Ruang Sidang Dewan Keamanan PBB (foto : Kena bentancur/AFP PHOTO)
Bagikan Artikel ini

Pariwaraku.com – Utusan Khusus Perserikatan Bangsa-Bangsa untuk Myanmar Schraner Burgener berbicara mengenai perkembangan terkini di negara tersebut dalam pertemuan tertutup Dewan Keamanan PBB pada Jumat kemarin. Ia mengatakan bahwa persatuan dan aksi “tegas” DK PBB penting “untuk mendorong dihentikannya aksi kekerasan dan demi pemulihan institusi demokratis Myanmar.”
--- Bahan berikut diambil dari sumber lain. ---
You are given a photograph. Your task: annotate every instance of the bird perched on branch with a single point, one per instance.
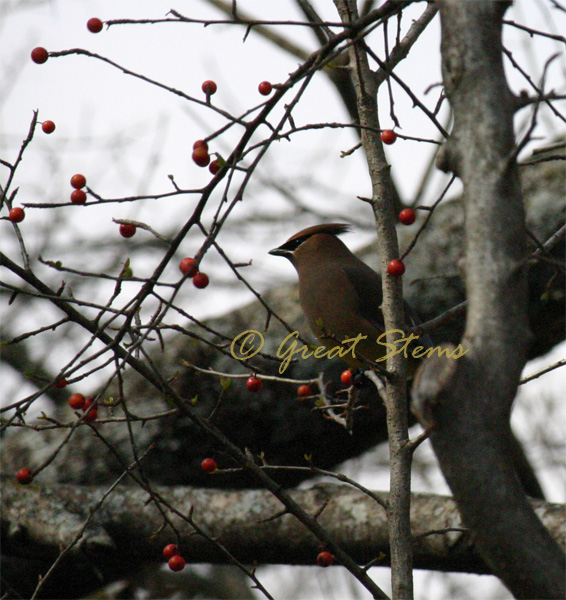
(341, 296)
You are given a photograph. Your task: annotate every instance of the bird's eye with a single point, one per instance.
(293, 244)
“Sangat penting bahwa Dewan ini tegas dan koheren dalam menempatkan pasukan keamanan pada pemberitahuan dan berdiri dengan rakyat Myanmar dengan tegas, untuk mendukung hasil pemilu November yang jelas” katanya, yang dengan luar biasa mengembalikan partai pemimpin yang dipenjara Aung San Suu Kyi untuk berkuasa.
“Merupakan hal penting bagi dewan ini untuk berdiri tegak di belakang masyarakat Myanmar, dalam upaya mendukung hasil pemilu November lalu,” sambungnya, merujuk pada pemilu Myanmar 2020.

Bacaan Lainnya

Dia mendesak Dewan untuk mendorong lebih jauh untuk mengakhiri kekerasan, dan memulihkan institusi demokrasi, mengecam tindakan oleh militer, “yang terus sangat merusak prinsip-prinsip PBB dan mengabaikan sinyal jelas kami untuk menegakkannya.”

Militer Myanmar atau Tatmadaw melakukan kudeta pada 1 Februari lalu atas dasar tuduhan adanya kecurangan masif dalam pemilu 2020. Kudeta dimulai dengan penahanan sejumlah tokoh, termasuk pemimpin de facto Aung San Suu Kyi.

Gelombang aksi protes masif meletus di Myanmar tak lama setelahnya, yang terus berlanjut hingga saat ini. Pasukan Myanmar merespons aksi massa anti-kudeta dengan kekerasan, yang telah menewaskan puluhan demonstran.

Secara keseluruhan, setidaknya 55 orang tewas sejak kudeta 1 Februari.

Kepala hak asasi manusia PBB Michelle Bachelet menuntut pasukan keamanan menghentikan apa yang disebutnya “tindakan keras kejam mereka terhadap demonstran damai”. Bachelet mengatakan lebih dari 1.700 orang telah ditangkap, termasuk 29 jurnalis.

Militer yang merebut kekuasaan mengatakan bahwa kemenangan telak Liga Nasional untuk Demokrasi (NLD) Aung San Suu Kyi dalam pemilu pada November 2020 adalah kecurangan. Komisi pemilihan mengatakan pemilu itu telah berlangsung adil.